As one of the architects of the 5-star plan for rural housing, seeing the positive reception it has received made the hard work of promoting it worthwhile.
Martin Collett, Chair, Rural Housing Alliance
15 May 2019
By contrast, it was with some nervousness that I agreed to document in this blog what the actual impact had been. Failure would undoubtably impact the morale of housing associations who have invested time and energy in supporting the ambition.
There was no need to worry – the figures show that the housing associations have bought into the plan and are delivering on it.
As a percentage of affordable homes that rural housing associations started to build, the contribution of organisations signed up to the 5-star plan rose from around 18% in 2016/17, just prior to the launch of the plan, to just over 23% in 2017/18, an increase of almost 6%.
In 2017/18, this group also invested more than £8m into rural communities.
The momentum looks set to continue and all being well, the next rural figures published by Homes England should show investment levels and affordable rural housing completions at their highest levels for many years.
It is right for housing associations involved to be proud of this progress, but of course, we still need to encourage others and ourselves to do more.

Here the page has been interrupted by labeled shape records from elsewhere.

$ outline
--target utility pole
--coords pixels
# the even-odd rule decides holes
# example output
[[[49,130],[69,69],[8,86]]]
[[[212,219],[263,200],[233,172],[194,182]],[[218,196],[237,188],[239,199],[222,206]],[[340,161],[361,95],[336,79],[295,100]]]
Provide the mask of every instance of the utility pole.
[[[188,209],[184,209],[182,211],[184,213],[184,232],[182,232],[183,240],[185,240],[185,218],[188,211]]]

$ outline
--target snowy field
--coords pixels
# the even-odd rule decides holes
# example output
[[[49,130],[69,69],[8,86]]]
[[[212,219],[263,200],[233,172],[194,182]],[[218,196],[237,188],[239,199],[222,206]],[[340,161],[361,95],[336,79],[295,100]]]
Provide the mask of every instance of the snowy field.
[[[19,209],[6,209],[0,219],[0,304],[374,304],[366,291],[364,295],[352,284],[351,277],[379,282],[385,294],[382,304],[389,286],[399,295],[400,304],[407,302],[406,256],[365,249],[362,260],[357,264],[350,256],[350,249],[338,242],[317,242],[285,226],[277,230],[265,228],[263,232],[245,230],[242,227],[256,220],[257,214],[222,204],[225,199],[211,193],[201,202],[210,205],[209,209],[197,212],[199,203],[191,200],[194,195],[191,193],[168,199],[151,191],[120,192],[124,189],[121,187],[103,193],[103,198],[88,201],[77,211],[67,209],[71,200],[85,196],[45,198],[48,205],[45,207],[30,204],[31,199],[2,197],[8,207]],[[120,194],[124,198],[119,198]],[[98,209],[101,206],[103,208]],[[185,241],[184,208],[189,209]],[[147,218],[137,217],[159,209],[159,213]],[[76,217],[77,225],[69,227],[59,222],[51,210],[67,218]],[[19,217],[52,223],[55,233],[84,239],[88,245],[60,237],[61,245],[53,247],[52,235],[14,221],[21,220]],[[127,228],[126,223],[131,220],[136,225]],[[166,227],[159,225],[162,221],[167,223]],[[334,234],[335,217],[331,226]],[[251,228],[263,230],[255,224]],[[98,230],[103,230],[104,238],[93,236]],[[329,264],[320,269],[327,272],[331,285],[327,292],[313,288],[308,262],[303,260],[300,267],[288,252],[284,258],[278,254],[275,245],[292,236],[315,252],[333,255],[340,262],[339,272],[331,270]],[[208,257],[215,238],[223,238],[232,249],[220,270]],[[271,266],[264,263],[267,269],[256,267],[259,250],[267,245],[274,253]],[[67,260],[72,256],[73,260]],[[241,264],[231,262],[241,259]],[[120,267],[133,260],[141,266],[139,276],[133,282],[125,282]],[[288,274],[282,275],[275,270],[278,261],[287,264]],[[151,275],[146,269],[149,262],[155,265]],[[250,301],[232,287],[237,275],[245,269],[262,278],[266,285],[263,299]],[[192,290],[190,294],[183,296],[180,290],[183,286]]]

Even with the increase, the deliver of affordable rural homes is well below the number needed to support a thriving countryside.
Affordable housing is a central pillar within rural communities, the most important element that unlocks community potential and solves wider social challenges. When housing associations build in a village, it is often the first and last development that the community will see for a generation.
Whether it's housing families that keep the village school open, offering a safe environment for older people close to support and care networks, or keeping a labour force in place to sustain the local farming and landscape needs, a few affordable homes really can make all the difference.
One of the biggest challenges facing rural communities is weak rural proofing when it comes to policies that affect them. Despite the efforts of rural organisations, the countryside often lacks voice, power, and influence.
Rural advocates make a great deal of this at national level, where rural proofing by most government departments is ineffective. This has seen the Rural Services Network campaigning for a national rural strategy, a sentiment now endorsed by the Lords Rural Economy Select Committee recommendations.
If the housing association sector is going to be truly ambitious about tackling affordable rural housing inequalities, we will also need to question ourselves. Too often our own business strategies and policies can discriminate against the rural areas we serve.
A challenge to all of us covering rural areas should be to make sure we rural proof our own approach. Signing up and endorsing the ambition of the 5-star plan for rural housing is a great place to start.